By Lindsay Brooks, Instructional Coach

    crit·i·cal think·ing
                 noun
Using reasoning and criteria to:
           conceptualize
              evaluate
                           or
        make judgments


Someone with critical thinking skills can do the following:
  Understand/see/make logical connections between ideas.
  Identify, construct and evaluate arguments.
   Defend judgments with reasoning.
  Solve problems
  Identify the relevance and importance of ideas



The Critical Thinking Consortium

https://tc2.ca has amazing resources to inspire, support and advocate for the infusion of critical, creative and collaborative thinking.


These resources support educators in deepening their understanding and enriching their teaching of critical thinking.  I took the opportunity to try out an online resource called THOUGHTFUL BOOKS. Each resource in the thoughtful book series features specific tools supporting literacy development and encouraging the deliberation of ethical considerations. The suggested activities help teachers introduce the tools and encourage young children to apply them in a variety of situations over time.

Thoughtful Books

From here:
Click your chosen book title and download the teacher’s guide which has “Critical questions” built in.

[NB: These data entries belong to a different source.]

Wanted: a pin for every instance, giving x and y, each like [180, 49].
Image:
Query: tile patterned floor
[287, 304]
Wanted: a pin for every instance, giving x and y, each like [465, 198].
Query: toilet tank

It is also set up to give you the suggested grade level.
The guide outlines “Reading as Thinking” and the idea that reading
is more than decoding words. It is the active process of constructing meaning. Readers engage with text, create meaning from text, and extend their thinking beyond text. The activities that go with each thoughtful book help develop literacy by:
·      Accessing background knowledge
·      Reading with a purpose
·      Inferring
·      Synthesizing ideas

I had the opportunity to try out the Story of Ferdinand.
FERDINAND

In this familiar classic, five men misinterpret the actions of Ferdinand the bull and select him as an ideal candidate to take part in the bullfights of Madrid. Students examine the story, identify the mistakes made by the five men, and provide advice to help them avoid making the same mistakes in the future.

The students absolutely LOVED this and the learning environment became one fostering Critical Thinking. Students were making reasoned decisions about a problematic situation. Students demonstrated an enhanced sense of purpose and renewed excitement about learning when they were invited to think for themselves as they considered plausible alternatives and made choices based on clear criteria.